When a world war comes and wipes away almost an entire generation of young men, the landscape is as much dominated by their absence as the presence of those who remain. Mothering Sunday, based on the novel by Graham Swift, explores grief, love, and change in a world that has undergone a seismic shift. Director Eva Husson pours beauty into every frame, creating richly textured settings that contribute to the conversation being told on screen. Bolstered by strong performances from its young stars and illustrious supporting cast, Mothering Sunday is a gorgeously melancholy slice of post-World War I British life, albeit one whose narrative is arguably a little too slight to give it lasting power.
Odessa Young stars as Jane Fairchild, a young woman who serves as a maid for a wealthy family, the Nivens, following World War I. What was once a proud and alive estate has now faded into shadows, a gloom has fallen over Mr. and Mrs. Niven (Colin Firth and Olivia Colman): They have lost their only son in the war, and life seems utterly purposeless for them now. What is the point of a grand and noble legacy if there’s no one to pass it down to? On this particular day, Jane is given the afternoon to do what she likes, as the Nivens are headed off to an engagement party for Paul (Josh O’Connor), the sole surviving son of their closest friends. They attend with mixed emotions, the loss of their child all the more stinging as they bear witness to a key life event that their son will never have.
This matters little to Jane, however. Because it turns out that the thing she would most like to do is Paul – the two have had a relationship for ages, despite his engagement, one that is made all the more complicated by the death of his two older brothers in the war. Once the third son of a prosperous family, Paul is now the sole heir, first in line to inherit everything. But with this wealth and status comes a certain responsibility to marry well and continue the family line, something that can hardly be accomplished through a tryst with a working-class housekeeper. Still, the two are made for one another, and they spend the entire day in bed, with Paul attempting in vain to delay his own engagement party. As though that could somehow freeze in time the impending future where he marries a childhood friend previously betrothed to his dead older brother, who he feels no romantic love for but pursues out of a sense of duty.
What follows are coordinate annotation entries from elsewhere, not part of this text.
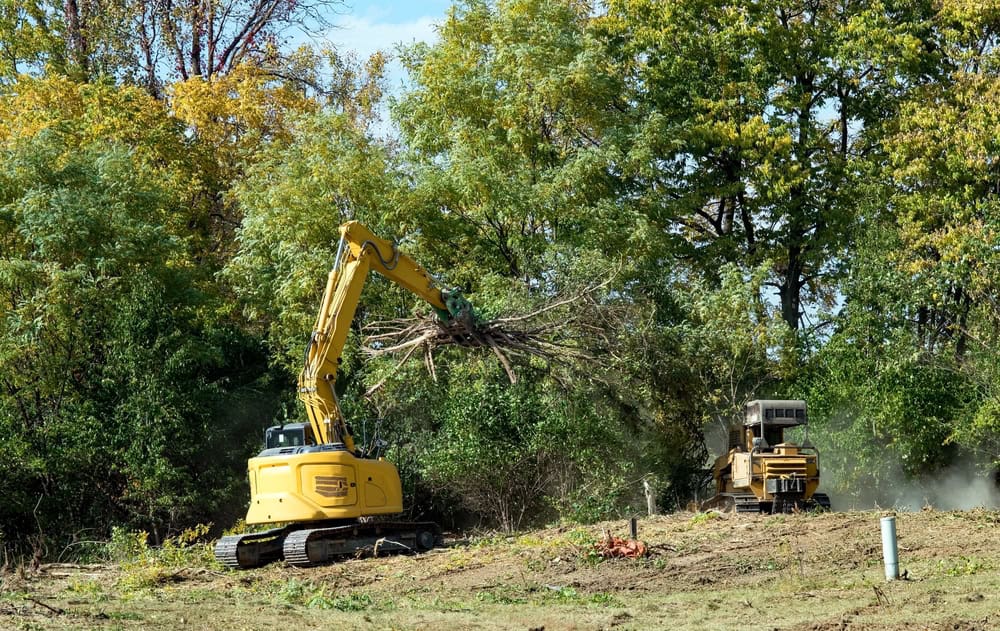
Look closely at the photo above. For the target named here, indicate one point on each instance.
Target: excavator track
(315, 546)
(250, 550)
(822, 500)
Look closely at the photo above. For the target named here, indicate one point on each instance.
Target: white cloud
(365, 35)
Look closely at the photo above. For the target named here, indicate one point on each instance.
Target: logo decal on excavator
(331, 486)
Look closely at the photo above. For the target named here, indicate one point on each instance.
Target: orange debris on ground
(616, 547)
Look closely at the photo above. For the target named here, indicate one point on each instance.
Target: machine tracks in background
(748, 504)
(305, 547)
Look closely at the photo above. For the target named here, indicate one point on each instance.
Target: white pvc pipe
(889, 551)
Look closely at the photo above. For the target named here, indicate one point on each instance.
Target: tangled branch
(555, 332)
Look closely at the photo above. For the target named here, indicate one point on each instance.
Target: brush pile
(559, 331)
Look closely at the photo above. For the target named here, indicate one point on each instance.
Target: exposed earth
(703, 571)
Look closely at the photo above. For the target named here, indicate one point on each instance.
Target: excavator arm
(359, 252)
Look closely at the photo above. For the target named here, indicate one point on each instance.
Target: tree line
(777, 198)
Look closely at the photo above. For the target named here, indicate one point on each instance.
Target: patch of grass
(703, 518)
(962, 566)
(90, 589)
(496, 597)
(296, 593)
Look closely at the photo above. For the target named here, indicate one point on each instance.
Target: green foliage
(779, 200)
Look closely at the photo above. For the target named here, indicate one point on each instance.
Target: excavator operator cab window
(292, 435)
(773, 435)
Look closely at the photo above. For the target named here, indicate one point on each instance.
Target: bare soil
(704, 571)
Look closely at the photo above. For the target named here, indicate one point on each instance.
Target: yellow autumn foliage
(235, 113)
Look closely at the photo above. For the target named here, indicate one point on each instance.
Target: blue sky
(365, 26)
(369, 25)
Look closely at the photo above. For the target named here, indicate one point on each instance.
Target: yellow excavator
(762, 472)
(332, 497)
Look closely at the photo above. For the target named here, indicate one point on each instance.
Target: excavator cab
(765, 423)
(285, 439)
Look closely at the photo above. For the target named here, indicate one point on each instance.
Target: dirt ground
(703, 571)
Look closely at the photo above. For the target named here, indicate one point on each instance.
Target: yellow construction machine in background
(762, 473)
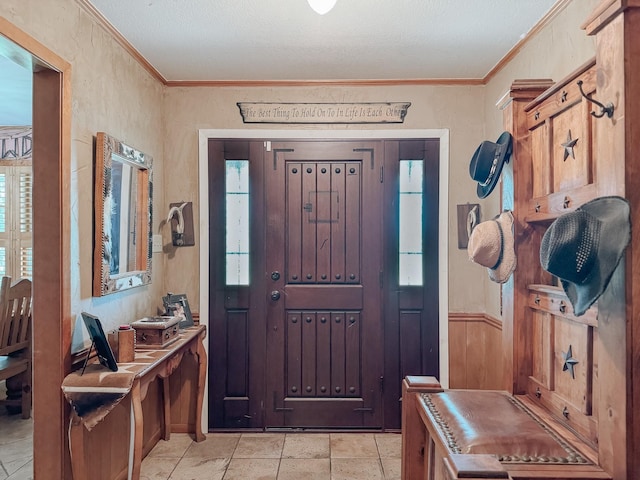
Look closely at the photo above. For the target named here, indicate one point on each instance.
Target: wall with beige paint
(458, 109)
(112, 93)
(468, 112)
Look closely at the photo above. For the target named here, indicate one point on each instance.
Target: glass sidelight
(237, 222)
(410, 228)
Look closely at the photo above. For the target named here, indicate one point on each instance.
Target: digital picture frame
(99, 341)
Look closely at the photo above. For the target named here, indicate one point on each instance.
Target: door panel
(319, 374)
(306, 344)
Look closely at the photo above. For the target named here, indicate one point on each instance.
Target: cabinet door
(561, 132)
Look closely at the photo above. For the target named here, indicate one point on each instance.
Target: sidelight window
(410, 228)
(237, 222)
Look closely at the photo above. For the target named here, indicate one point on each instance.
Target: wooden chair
(15, 339)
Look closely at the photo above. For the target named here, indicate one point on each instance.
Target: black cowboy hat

Although the future hurdles relentlessly toward them, Paul and Jane can find brief happiness in their own little love bubble. Husson’s depiction of their sex life is surprisingly frank, given the traditional primness of the period romance genre in cinema. Jane’s exploration of the house after Paul has left, wandering nude from resplendent room to room, feels almost like an intrusion of wildness and nature to the austere surroundings. The estate is frozen in time, kept in melancholy gloom by the death that seems to perpetually surround it, and Jane is the only source of life to be found.
As a young person and a member of the working class, she represents the future, a modern figure walking through a mausoleum of a lost age. Indeed, it is shocking how much the world that these wealthy and privileged figures inhabited just a few short years earlier no longer exists. As we see an older version of Jane reflecting back on this time, it’s clear that this is a transformative period for her as well.
Mothering Sunday has some great successes nestled within its vivid images. The gorgeously lush and detailed production design; the achingly broken performances from supporting actors Colin Firth and Olivia Colman; energetic and bold turns from Josh O’Connor and Odessa Young. Still, there’s a lack of power and conviction in the overall narrative that gives it less impact than it might otherwise have. The framing device of an older Jane, now a published author, looking back at her first love, adds little value to the story – if there’s a message there, it doesn’t quite come through. But regardless, Mothering Sunday is a worthwhile period piece, one that is vibrant and sexually liberated in ways that only serve to highlight the faded world its lead characters bring life to.